For very slow relaxing components (like CSF), inaccuracies can occur due to the short overall LL acquisition time per slice. Although main features of the relaxation process are covered within the 3 s acquisition, the magnetization level of very slow components has not necessarily reached the steady-state magnetization yet.
4.4 Model considerations
The main advantage of model-based reconstructions lies in the usage of prior knowledge. The MAP approach applied in this study combines prior knowledge about the relaxation behavior with the contrast information acquired using a spiral sampling scheme [10, 15]. The iterative reconstruction algorithm introduces more and more information about the relaxation process into the initial k-spaces, which originally contain only one spiral arm each. Although, for example, fingerprinting assumes that incoherent artifacts do not influence the fitting, MAP uses the information from other time points to consistently fill each k-space. Thus, over the iterations, the k-space of each point in time is filled and undersampling artifacts are eliminated. As a result, one complete image is generated for every time point TI of the relaxation process. Specifically, for the study presented here, a total of 400 full images spaced apart by TR were obtained.
The relaxation process from equilibrium magnetization (or inversion) into steady-state magnetization depends on T1* and can be fitted by corresponding exponential equations of T1* in inversion-prepared and unprepared measurements. The main advantage of the former is the large dynamic range of signal evolution, which benefits robust fitting, especially in accelerated methods. Unfortunately, to determine equilibrium magnetization M0, it also demands perfect inversion and, thus, a waiting time to allow free relaxation in between pulses. By combining the inversion acquisition with an unprepared measurement, M0 can be adequately recovered in a combined fit, as given by model (c). Thus, no waiting time is necessary. As an additional benefit, the combined fit model allows an investigation of the performance of the inversion pulse by comparing M0non and M0IR.

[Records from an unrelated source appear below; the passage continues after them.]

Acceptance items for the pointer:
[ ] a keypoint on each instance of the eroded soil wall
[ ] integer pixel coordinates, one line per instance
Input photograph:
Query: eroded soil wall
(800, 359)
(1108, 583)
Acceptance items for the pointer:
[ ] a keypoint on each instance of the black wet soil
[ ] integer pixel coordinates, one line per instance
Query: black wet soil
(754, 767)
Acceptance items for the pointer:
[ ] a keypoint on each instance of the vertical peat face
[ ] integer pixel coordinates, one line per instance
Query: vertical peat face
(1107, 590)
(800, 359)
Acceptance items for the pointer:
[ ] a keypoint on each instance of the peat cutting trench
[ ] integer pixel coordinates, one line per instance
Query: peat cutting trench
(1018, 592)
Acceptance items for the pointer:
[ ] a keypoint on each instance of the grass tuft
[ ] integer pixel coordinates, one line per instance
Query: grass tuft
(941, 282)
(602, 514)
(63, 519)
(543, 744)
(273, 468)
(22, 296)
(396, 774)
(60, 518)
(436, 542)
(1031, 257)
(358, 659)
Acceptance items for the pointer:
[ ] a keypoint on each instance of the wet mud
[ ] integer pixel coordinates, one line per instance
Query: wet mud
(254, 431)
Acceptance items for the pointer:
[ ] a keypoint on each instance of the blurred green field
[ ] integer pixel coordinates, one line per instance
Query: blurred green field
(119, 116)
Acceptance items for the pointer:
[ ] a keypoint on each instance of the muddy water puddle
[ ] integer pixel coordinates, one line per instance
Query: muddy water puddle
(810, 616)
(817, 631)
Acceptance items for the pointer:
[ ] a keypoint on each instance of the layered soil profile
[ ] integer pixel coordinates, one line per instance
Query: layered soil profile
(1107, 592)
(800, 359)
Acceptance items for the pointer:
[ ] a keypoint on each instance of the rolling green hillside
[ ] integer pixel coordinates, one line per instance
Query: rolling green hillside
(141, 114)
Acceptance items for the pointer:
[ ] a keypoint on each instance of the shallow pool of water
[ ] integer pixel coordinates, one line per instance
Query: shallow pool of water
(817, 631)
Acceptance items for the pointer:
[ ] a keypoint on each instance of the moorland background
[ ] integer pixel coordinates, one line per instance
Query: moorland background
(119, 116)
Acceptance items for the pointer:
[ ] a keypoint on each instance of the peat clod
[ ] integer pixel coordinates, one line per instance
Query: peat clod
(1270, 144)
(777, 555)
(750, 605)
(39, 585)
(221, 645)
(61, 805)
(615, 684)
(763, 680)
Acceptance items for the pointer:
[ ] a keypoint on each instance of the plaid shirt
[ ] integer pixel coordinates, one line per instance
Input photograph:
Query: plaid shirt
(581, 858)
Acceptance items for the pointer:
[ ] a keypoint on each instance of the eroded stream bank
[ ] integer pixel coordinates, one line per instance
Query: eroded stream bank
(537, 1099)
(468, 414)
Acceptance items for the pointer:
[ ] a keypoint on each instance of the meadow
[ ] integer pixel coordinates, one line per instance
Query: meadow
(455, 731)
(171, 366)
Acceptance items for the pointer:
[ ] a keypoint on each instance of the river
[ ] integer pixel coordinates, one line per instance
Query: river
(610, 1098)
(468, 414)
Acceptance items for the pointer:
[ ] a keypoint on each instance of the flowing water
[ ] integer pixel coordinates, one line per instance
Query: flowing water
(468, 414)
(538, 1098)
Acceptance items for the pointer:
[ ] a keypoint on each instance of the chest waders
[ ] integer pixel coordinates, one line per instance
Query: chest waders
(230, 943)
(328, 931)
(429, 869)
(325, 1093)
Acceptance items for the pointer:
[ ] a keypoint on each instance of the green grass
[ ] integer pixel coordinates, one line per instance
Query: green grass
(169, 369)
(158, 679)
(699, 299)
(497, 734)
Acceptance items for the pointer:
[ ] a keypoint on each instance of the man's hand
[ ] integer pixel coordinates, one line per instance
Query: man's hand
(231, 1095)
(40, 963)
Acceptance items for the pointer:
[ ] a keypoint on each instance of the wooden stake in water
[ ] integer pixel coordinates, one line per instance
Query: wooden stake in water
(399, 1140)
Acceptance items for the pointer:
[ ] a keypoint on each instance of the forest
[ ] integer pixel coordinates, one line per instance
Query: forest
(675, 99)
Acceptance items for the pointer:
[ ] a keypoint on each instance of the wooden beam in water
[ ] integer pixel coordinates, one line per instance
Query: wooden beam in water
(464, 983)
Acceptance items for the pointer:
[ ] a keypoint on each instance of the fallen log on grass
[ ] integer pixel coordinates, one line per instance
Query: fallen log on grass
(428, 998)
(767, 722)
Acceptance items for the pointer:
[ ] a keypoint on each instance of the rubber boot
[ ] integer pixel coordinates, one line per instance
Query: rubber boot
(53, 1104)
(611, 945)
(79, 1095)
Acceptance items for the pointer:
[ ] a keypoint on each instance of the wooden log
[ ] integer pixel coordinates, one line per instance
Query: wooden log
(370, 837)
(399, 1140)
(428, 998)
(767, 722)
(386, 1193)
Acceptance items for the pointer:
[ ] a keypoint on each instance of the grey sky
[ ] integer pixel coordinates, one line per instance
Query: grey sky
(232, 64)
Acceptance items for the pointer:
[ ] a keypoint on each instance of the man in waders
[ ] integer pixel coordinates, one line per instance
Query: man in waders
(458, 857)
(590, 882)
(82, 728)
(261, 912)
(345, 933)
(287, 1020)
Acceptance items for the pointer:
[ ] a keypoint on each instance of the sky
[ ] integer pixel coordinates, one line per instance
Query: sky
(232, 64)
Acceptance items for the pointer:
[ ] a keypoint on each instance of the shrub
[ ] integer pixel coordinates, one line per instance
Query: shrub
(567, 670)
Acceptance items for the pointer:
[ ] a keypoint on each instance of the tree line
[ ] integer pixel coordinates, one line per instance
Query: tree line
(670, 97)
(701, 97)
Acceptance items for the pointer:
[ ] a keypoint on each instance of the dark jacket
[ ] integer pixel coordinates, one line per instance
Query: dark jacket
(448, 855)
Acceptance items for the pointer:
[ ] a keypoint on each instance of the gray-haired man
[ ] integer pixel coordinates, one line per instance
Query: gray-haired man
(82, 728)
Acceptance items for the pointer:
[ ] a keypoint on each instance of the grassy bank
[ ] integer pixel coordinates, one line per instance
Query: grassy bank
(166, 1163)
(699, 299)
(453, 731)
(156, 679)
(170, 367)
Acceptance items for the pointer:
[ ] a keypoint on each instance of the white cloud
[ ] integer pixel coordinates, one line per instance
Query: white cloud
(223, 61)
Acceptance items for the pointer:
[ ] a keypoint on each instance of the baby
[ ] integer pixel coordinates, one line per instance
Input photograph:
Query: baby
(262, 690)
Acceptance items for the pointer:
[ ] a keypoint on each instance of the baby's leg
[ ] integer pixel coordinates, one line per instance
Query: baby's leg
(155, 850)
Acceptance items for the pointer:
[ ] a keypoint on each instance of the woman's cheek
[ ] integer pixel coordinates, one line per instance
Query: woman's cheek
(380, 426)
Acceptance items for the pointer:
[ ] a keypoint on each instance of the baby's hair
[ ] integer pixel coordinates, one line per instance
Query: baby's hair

The main advantage of such a model-based approach is the efficient use of information gathered in the shortest measurement times. Reconstructions can be performed on a fine temporal grid as no binning of phase-encoding steps is used, but each acquired spiral arm provides information on one time point along the relaxation curves. In combination with pixel-wise fitting, no spatial or temporal filtering is applied.
4.5 Inversion pulses
The presented study used a global inversion pulse to provide maximum insensitivity to B1 inhomogeneity [35]. The inversion was then followed by the acquisition of a single slice. Consequently, all slices are affected each time an inversion is played out. In other words, all slices, but the first, have a history of multiple inversions. If no waiting time for free relaxation in between the inversion pulses is heeded, the inversion acts on an arbitrary magnetization vector and not on the equilibrium magnetization M0. Thus, the start point of the relaxation process shifts from –M0, as in a perfect inversion, to a different value, and M0 can no longer be determined. Loss of the M0 information subsequently prevents the necessary T1* correction for LL acquisitions [9, 10, 12].
An additional advantage of a global inversion is that it allows generalization of the method, for example, for segmented 3D [36–38] acquisitions or simultaneous multi-slice measurements [39].
4.6 Other T1 mapping techniques
T1 mapping is often included in multiparametric acquisition frameworks [40], like fingerprinting [41–44], the MR multitasking framework [45, 46], or SyMRI [47, 48], which can achieve clinically reasonable scan times below 10 min. Although the additional information gained might be a benefit, the faster acquisition in our proposed method is favorable for dedicated T1 mapping applications.
Another common technique to determine T1 is the variable flip angle method [49]. Several approaches were presented, which can acquire whole-head T1 maps under 10 min [3, 6, 50]. Although they are very fast, they require exact knowledge of the flip angle. Additionally, problems with the B1 inhomogeneity and slice profile may arise, especially for thin slices and fast pulses [51]. T1 values determined by the variable flip angle method are also dependent on the RF spoiling procedure [52].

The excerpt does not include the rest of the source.